Technological competition and innovation confronts firms with the innovator's dilemma (Christensen, 1997). Basically this dilemma is a variant of the flexibility–stability dilemma, which revolves around the question: How do firms reconcile the need for persistence in the pursuit of organisational goals and the need for change in the pursuit of organisational survival? Indeed innovation is a trade-off between competing risks; the risk of changing products, processes and routines threatening the reliability and accountability of organisations and the risk of organisational decline or even death due to a lack of change. Innovation processes in organisations appear to have both effects. On the one hand empirical research revealed that innovation enhances the growth and survival of firms.2 On the other hand innovation is a very complex and risky process, with low success rates, and sometimes lethal effects.3
Due to its pro-innovation bias and its adaptationist perspective (Drazin and Schoonhoven, 1996), much innovation research tends to stress that innovation benefits its producers and users, and simultaneously ignores the risks of the associated change processes (Abrahamson, 1991; Leonard-Barton and Doyle, 1996; Freeman and Soete, 1997), or disregards its complexity.4 These theoretical and empirical flaws in innovation research hampered a full treatment of the innovator's dilemma.
In this paper we pursue a full treatment of the innovator's dilemma with the development of a theoretical framework that adjusts these flaws. This is achieved by an integration of two branches of evolutionary thinking on organisation and innovation: an adaptationist perspective derived from the evolutionary theory of the firm (Haveman, 1992; Teece and Pisano, 1998) and a selection perspective which builds on inertia theory (Hannan and Freeman, 1984) derived from population ecology. Despite many similarities, both perspectives have a different appraisal of firms' change capabilities and the impacts of change on survival. Inertia theory seems to rule out certain structures and practices that can overcome inertia and can increase the generation of innovation, whereas adaptation theory allows for the emergence of such strategies. The position of inertia theory challenges the key assumption of innovation theory pertaining to the capacity of firms to adapt and to innovate. The issue remains as to the validity of these claims for the explanation of innovative performance at the level of firms, because inertia theory is applied mainly at the level of population explaining population dynamics covering long periods (Baum, 1996). We tap into inertia theory to adjust the pro-innovation bias of much innovation research, by means of an elaboration of the inertia concept allowing for a comparative analysis of inertia with other kinds of organisational behaviour at the level of the firm. This yields four types of adaptive behaviour within three categories of adaptive behaviour pertaining to technology, strategy and organisation.

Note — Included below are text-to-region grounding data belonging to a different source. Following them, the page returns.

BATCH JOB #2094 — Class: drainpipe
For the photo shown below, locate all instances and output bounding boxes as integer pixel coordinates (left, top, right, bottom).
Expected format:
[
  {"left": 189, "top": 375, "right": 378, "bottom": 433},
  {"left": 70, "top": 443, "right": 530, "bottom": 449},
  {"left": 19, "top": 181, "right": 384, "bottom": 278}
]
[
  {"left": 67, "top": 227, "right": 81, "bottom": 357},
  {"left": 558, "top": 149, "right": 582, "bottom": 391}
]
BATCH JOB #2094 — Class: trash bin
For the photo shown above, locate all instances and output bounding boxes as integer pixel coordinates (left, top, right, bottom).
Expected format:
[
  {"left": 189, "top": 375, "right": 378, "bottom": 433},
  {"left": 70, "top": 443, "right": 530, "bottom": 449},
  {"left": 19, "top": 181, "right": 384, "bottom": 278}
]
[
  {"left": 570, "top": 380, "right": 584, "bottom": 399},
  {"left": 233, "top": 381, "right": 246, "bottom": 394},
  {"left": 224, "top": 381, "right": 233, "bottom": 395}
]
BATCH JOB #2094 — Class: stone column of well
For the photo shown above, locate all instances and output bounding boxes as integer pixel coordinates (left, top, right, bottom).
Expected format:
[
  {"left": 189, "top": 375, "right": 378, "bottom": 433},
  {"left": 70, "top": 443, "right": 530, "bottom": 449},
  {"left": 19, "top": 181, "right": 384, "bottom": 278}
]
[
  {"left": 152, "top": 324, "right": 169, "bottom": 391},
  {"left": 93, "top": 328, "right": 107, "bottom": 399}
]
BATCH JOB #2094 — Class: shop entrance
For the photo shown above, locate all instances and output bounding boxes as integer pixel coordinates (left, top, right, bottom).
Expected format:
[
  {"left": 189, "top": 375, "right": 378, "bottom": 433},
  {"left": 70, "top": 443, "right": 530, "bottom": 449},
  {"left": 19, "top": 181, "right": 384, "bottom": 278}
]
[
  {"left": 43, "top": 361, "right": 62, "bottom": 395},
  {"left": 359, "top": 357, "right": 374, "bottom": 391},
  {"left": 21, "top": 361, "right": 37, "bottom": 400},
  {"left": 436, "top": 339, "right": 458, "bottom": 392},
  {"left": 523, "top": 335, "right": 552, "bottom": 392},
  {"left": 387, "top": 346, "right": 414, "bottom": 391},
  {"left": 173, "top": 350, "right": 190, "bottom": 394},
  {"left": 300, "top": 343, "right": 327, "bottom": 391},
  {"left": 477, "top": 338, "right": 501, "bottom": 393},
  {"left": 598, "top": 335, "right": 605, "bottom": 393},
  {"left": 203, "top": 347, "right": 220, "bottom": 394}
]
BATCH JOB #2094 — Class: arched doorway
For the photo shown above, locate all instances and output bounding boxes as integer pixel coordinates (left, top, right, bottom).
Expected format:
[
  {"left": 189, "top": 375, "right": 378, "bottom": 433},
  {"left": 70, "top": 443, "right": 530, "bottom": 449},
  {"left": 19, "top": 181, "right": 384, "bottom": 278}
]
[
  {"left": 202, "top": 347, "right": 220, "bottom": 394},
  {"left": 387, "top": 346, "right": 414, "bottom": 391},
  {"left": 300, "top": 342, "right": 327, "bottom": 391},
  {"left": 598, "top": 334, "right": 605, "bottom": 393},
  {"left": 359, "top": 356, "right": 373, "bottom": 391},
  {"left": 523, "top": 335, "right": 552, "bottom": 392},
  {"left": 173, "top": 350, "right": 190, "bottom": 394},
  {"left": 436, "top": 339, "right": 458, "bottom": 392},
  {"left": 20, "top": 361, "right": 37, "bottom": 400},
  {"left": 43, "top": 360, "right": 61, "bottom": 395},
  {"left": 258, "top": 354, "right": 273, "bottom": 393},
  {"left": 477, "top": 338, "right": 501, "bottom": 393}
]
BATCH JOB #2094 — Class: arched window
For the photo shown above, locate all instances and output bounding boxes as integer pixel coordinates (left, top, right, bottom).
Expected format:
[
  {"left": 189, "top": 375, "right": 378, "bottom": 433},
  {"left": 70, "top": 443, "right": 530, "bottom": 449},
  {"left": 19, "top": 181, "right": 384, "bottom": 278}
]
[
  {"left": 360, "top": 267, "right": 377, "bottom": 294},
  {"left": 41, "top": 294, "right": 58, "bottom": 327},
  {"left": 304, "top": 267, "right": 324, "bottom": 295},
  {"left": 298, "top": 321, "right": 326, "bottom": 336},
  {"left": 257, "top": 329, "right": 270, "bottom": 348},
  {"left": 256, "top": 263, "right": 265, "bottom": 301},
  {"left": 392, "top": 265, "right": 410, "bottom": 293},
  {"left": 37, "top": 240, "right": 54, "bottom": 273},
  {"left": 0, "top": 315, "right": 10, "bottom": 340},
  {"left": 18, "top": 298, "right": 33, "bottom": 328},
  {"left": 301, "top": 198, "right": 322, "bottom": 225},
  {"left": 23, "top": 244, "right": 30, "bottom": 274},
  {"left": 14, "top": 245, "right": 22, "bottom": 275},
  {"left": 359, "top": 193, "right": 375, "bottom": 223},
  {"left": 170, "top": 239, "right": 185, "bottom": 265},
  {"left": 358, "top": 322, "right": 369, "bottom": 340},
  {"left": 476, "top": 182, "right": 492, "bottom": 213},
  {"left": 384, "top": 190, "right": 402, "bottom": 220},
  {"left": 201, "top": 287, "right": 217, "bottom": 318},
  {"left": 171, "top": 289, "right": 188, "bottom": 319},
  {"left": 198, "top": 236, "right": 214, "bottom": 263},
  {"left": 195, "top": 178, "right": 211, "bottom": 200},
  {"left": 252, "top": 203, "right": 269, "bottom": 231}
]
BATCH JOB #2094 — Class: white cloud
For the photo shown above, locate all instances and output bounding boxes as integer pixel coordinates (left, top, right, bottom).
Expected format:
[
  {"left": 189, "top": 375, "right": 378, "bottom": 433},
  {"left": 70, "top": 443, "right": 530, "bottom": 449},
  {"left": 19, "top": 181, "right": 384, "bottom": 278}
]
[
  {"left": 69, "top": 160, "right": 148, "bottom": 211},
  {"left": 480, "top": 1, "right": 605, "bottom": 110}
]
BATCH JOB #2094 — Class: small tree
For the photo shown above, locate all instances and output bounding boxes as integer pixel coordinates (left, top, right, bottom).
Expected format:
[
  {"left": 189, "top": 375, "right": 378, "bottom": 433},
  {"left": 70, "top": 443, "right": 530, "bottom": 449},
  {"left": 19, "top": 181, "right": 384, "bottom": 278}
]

This paper performs several functions in innovation research. Our typology of adaptive behaviour indicates varying responses to feedback from one's environment and represents a fit or misfit between levels of environmental dynamics and activity levels. In general neither a full treatment of the environment–organisation nexus, nor a specification to distinctive organisational domain is the case in studies of organisational change or innovation.5 An empirical exploration of the relation between different types and categories of adaptive behaviour and innovative performance is not available. In this study we sought to fill this empirical gap, which contributes to our insight in: (1) the prevalence of the claims of the selection and adaptation perspective for the relation between adaptive firm behaviour and innovative performance, (2) the validity of these claims for firm behaviour in distinct domains like technology, strategy and organisation, and (3) the sensitivity of these theoretical claims for effects of moderator variables like size×age, patterns of economic performance and learning problems.
This paper has the following structure. In Section 2, the selection and adaptation perspective on firm behaviour are reviewed and we describe the research model, the measurement of included variables and the research questions. Section 3deals with our method, our population sample and analyses. In Section 4, our findings are presented. In Section 5, we discuss our findings and make some inferences with respect to innovation management and technology policy.